Pulp are not ones for subtlety here. Jarvis Cocker’s wordplay remains sharp and to the point, but with the whining and creeping instrumental noise backing him, The Fear takes on its title suggestion brilliantly. All of it, while sounding fantastic, reveals a miserable side to the creative pursuit. The Fear is a song which can summarise This is Hardcore well. A burnt-out band hitting away at their instruments as they strain themselves, trying to find a new route through old musical bedfellows. They do brilliantly, and in the end, it’s one of their very best tracks, but this is the sort of through-the-looking-glass songwriting which can collapse a band if they are not ready to reveal more of themselves. Had Cocker not laid out the staggering honesty, the undefinable fear but the definite anxiety, then The Fear would not have hit as hard as it does.
As a modern-day setlist staple, it takes on a new form. It’s not just a knock at artificial intelligence, but the slippery slope the world is on. “Until the end,” takes on a brutal, fresh meaning. Any song worth its weight can withstand the projection of a new message, be it from the band or a listener. The Fear is capable of that, not just through exceptional writing but some instrumental bravery. An astonishing guitar solo (for those wanting even more of that, the Complete and Utter Breakdown version of the song is the superior choice) pairs with some haunting strings and backing vocals. Few songs from this post-Britpop era, the Cool Brittania comedown, whatever you want to call it, have captured the mood of the times quite as well as The Fear.

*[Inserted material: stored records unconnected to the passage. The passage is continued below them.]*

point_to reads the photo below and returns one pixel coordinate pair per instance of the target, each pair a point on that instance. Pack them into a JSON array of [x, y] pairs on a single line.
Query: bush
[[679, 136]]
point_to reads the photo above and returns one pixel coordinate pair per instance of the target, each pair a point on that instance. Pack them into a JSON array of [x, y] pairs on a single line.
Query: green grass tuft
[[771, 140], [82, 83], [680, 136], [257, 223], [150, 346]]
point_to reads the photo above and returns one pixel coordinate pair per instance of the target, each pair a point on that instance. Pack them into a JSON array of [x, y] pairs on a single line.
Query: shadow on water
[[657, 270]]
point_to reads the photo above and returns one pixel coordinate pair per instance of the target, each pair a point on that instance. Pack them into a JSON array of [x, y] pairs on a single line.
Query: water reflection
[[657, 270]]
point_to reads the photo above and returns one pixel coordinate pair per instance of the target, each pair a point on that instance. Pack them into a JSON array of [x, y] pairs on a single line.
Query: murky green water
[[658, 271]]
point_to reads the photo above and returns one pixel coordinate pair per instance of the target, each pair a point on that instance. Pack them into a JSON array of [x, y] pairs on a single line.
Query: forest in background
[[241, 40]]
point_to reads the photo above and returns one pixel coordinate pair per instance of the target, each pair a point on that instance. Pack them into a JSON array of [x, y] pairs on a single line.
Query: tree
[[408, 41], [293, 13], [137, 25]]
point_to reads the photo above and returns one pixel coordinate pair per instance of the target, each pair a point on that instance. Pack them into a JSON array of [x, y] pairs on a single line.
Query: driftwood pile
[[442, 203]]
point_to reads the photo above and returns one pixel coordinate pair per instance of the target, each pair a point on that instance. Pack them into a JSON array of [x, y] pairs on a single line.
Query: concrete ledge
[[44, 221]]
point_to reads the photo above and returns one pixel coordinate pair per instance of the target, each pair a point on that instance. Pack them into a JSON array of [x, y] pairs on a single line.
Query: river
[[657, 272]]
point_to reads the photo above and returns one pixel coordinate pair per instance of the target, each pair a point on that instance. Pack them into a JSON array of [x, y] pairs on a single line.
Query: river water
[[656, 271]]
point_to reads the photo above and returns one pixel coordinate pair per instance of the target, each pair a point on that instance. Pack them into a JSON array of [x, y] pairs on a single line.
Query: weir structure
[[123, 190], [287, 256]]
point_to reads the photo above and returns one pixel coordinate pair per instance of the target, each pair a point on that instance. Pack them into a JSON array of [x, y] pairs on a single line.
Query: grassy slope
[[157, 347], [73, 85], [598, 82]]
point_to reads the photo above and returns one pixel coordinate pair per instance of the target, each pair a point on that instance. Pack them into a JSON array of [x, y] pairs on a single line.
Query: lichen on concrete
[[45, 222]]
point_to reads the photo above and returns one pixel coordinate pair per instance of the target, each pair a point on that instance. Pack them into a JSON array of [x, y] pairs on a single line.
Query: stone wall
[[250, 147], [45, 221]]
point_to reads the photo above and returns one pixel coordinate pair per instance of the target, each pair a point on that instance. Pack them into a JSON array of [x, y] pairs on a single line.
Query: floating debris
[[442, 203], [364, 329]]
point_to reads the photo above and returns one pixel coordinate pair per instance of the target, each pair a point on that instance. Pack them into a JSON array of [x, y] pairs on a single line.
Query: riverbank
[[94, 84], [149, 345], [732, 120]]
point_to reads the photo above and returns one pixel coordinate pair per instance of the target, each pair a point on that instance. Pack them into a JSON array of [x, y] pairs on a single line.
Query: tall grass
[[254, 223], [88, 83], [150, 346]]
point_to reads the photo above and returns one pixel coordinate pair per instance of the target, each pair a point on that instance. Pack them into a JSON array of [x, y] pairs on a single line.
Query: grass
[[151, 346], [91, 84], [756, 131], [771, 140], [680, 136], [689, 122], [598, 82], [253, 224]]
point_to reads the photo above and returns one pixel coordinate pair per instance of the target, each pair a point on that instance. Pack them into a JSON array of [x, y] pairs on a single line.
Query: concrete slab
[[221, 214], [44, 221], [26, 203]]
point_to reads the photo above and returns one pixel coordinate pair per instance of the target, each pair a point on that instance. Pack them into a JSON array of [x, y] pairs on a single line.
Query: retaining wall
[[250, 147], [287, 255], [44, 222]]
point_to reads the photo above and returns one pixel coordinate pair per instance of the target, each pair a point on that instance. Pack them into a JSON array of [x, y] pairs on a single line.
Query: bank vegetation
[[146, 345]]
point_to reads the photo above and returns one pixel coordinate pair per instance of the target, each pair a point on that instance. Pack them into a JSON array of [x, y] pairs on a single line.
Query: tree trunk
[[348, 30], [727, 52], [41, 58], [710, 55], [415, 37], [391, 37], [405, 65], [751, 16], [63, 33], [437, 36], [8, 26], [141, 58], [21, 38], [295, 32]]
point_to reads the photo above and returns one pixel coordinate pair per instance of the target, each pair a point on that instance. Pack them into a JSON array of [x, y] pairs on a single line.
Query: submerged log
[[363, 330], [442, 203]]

That’s what Pulp did, and still do, consistently. It’s not enough to capture the spirit of the times, it’s got to be an honest reflection of them. Where listeners may fall for the popular alternatives cropping up in the late 1990s, there were few, if any songs, filled with the same truth, power, and open read on the world as The Fear. A lightning in a bottle moment for a band whose biggest hits will always outshine the This is Hardcore opener. But there’s a brilliance, a beauty too, to the anxieties at play here. Those hopeful days on the streets of Soho are over. Once the party stops, you have to get home. The Fear is a dark turn from a band whose underdog status had been a driving force. But once you’re at the top, the cliche of coming down is all too true. It’s the days when the band were experimenting with electronics, and though no songs would fully be influenced by it, the distortion and feedback at the end of The Fear sets an incredible tone which only strengthens This is Hardcore.